Başka bir gazetecinin, “Dokunulmazlıklarla ilgili adım atma kararı almıştınız. Dilekçeler Meclis'e sunulacak mı? Nasıl bir yol haritası izleyeceksiniz?” sorusuna Demirtaş şu karşılığı verdi: “Arkadaşlarımız, dün hazırladılar, bugün herhalde verirler. Dokunulmaz konusundaki düşüncelerimiz belli. Seçim beyannamemiz, parti programımız okunursa orada biz dokunulmazlıkların tümden kaldırılmasını zaten savunuyoruz. Yurttaştan daha fazla niye dokunulmazlığımız olsun ki. Söylediğimiz sözler, kürsü dokunulumazlığı dışında ifade özgürlüğü dışında milletvekillerine dokunulmazlık gerekmez. Biz, ona ihtiyaç duymuyoruz. Hırsızlık mı yaptık, derhal yargılanmalıyız. Yolsuzluk mu yaptık, derhal yargılanmalıyız. Vatandaşın parasını mı çaldık, darhal yargılanmamız gerekiyor. Ne dokunulmazlığı? Biz, dokunulmazlık zırhını falan istemiyoruz ama öyle ayrımcılık yaparak da değil. 550 milletvekili tıpış tıpış gidelim hep birlikte dokunulmazlığımızı kaldıralım. Biz, evet oyu vereceğiz. Kendine güvenen hodri meydan. Dokunulmazlığımızı kaldıralım. Bak, yargı da onların elinde. Buna rağmen biz yargılanmaktan korkmuyoruz. İçimiz rahat. Eğer kendinden şüphesi yoksa milletvekillerinin Sayın Davutoğlu başta olmak üzere hep birlikte dokunulmazlıkları kaldıralım, maddeyi değiştirelim.

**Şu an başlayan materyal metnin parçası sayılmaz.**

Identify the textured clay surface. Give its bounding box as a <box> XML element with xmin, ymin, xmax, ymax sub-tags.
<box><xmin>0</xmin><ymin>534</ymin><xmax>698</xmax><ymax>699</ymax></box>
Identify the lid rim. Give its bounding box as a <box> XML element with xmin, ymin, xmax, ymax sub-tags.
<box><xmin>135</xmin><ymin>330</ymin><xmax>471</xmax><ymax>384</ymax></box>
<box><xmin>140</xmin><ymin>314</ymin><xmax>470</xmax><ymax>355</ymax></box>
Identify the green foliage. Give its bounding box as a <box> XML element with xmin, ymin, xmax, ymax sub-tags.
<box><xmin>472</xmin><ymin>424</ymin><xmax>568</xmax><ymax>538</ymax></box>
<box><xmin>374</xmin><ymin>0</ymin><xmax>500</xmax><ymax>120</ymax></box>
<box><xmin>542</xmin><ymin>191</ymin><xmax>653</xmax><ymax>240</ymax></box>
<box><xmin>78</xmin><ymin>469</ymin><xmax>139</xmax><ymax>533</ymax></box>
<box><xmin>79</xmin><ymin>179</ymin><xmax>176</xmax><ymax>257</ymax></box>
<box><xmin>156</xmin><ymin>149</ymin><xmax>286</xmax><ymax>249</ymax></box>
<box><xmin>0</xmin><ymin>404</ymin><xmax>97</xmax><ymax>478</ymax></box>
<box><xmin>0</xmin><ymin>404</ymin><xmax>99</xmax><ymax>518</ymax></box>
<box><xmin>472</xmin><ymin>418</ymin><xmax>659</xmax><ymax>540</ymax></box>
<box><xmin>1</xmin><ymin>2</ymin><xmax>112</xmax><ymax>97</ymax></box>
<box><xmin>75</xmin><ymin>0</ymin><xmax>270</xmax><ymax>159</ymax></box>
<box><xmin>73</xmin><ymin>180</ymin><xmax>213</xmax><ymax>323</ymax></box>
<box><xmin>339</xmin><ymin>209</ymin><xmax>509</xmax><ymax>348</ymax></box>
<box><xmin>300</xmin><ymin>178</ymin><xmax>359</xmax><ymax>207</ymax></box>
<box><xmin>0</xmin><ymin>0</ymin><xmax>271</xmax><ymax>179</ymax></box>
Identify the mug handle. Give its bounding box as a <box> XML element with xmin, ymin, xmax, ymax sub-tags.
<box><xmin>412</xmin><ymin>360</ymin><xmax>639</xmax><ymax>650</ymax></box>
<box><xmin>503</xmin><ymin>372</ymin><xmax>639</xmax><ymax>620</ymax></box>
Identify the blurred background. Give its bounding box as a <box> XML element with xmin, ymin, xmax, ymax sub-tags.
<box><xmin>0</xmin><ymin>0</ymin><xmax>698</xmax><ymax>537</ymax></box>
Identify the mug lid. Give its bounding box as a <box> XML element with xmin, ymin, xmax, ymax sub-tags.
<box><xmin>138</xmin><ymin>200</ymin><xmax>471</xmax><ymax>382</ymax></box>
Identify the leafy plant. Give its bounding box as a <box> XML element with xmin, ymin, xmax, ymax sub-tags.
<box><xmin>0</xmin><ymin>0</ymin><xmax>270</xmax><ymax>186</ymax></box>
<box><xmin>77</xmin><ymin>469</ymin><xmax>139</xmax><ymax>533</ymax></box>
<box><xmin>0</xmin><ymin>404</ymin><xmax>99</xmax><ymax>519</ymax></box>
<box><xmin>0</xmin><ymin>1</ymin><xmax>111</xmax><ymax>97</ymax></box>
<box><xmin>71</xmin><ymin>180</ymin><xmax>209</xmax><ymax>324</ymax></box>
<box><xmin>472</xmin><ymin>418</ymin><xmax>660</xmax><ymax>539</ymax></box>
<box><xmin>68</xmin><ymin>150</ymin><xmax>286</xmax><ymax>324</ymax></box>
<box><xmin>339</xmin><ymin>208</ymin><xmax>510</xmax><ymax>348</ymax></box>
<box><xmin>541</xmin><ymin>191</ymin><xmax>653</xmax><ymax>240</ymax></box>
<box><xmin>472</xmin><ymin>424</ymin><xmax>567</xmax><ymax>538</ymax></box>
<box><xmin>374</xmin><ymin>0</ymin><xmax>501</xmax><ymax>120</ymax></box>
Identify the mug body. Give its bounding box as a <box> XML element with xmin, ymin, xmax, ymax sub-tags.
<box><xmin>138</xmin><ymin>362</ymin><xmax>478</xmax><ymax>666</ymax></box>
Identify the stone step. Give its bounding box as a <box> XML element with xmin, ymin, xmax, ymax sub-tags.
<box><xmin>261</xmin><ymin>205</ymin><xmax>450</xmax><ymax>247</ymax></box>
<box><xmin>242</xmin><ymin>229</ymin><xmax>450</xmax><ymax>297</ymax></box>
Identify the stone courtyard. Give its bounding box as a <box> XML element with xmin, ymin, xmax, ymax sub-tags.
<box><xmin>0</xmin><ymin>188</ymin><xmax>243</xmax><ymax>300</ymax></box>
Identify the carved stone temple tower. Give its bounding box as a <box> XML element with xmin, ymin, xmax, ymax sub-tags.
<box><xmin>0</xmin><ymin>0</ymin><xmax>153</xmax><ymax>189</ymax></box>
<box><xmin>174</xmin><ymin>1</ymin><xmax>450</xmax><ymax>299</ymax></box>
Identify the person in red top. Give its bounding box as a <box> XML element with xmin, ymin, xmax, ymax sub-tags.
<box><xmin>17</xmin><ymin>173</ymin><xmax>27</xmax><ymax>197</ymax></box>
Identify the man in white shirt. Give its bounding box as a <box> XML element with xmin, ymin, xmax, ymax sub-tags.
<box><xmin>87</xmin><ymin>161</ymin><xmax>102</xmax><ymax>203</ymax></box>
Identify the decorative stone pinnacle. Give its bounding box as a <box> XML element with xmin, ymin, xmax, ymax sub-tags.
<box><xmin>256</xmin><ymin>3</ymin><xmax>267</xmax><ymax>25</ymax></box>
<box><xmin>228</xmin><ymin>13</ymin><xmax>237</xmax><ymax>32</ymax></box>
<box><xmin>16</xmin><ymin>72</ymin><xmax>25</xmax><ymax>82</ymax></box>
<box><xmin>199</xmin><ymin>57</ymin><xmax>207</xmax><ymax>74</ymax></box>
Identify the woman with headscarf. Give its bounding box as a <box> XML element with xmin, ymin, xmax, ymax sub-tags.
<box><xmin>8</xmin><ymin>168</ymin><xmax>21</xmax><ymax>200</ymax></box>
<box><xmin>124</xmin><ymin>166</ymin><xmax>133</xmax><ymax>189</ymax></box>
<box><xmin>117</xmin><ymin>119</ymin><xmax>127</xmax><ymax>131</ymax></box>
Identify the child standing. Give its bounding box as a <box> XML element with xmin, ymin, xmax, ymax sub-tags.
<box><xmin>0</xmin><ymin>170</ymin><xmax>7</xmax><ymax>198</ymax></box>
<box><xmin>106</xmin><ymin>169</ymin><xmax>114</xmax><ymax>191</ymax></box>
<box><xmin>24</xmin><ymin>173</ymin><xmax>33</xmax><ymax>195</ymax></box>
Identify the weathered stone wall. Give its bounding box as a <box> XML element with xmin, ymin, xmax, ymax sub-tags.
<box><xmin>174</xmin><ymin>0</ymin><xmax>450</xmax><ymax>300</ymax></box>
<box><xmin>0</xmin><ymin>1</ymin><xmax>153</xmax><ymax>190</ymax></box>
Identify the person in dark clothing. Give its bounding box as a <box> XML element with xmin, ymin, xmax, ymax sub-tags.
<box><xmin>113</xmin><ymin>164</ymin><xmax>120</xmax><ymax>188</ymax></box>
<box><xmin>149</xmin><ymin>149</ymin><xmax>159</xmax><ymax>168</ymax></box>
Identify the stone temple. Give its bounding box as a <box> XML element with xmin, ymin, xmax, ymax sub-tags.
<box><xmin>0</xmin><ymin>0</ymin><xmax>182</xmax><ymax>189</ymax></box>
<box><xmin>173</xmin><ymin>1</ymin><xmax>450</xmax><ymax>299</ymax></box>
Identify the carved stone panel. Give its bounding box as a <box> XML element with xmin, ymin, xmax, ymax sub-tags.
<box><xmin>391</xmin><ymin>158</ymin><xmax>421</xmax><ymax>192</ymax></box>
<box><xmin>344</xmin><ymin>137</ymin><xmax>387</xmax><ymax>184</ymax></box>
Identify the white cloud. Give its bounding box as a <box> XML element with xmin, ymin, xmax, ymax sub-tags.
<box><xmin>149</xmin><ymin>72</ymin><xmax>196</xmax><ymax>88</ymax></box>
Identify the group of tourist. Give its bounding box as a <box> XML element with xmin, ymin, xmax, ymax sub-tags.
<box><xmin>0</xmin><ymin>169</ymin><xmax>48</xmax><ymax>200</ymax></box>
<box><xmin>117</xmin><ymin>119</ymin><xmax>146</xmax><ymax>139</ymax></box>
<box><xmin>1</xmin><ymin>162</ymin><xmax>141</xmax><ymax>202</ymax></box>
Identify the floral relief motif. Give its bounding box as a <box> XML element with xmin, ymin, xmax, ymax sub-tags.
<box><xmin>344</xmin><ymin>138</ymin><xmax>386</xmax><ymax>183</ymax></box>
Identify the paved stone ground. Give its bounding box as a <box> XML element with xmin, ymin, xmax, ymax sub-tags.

Herkes rahat etsin.”

Başka bir gazetecinin, “Kılıçdaroğlu ile bir görüşme niyetinde olduğunuza dair bilgiler var böyle bir girişiminiz var mı?” sorusu üzerine Demirtaş, “Bir girişimimiz yok ama ben eş başkanımızla birlikte Kılıçdaroğlu ile birlikte başka parti yetkilileri ile bir araya gelip ülkenin içinde bulunduğu durumu değerlendirebiliriz diye düşünüyorum. Diyaloğa kapalı değiliz, Kılıçdaroğlu’nun da kapalı olacağını düşünmüyorum, böyle bir ihtiyaç doğabilir. Önümüzdeki günlerde tabiki bir araya gelmek gerekir. İçinden geçtiğimiz süreçte karşılıklı bilgilendirme ve karşılıklı neler yapabiliriz mevzusunu enine boyuna tartışmakta fayda var.” şeklinde konuştu.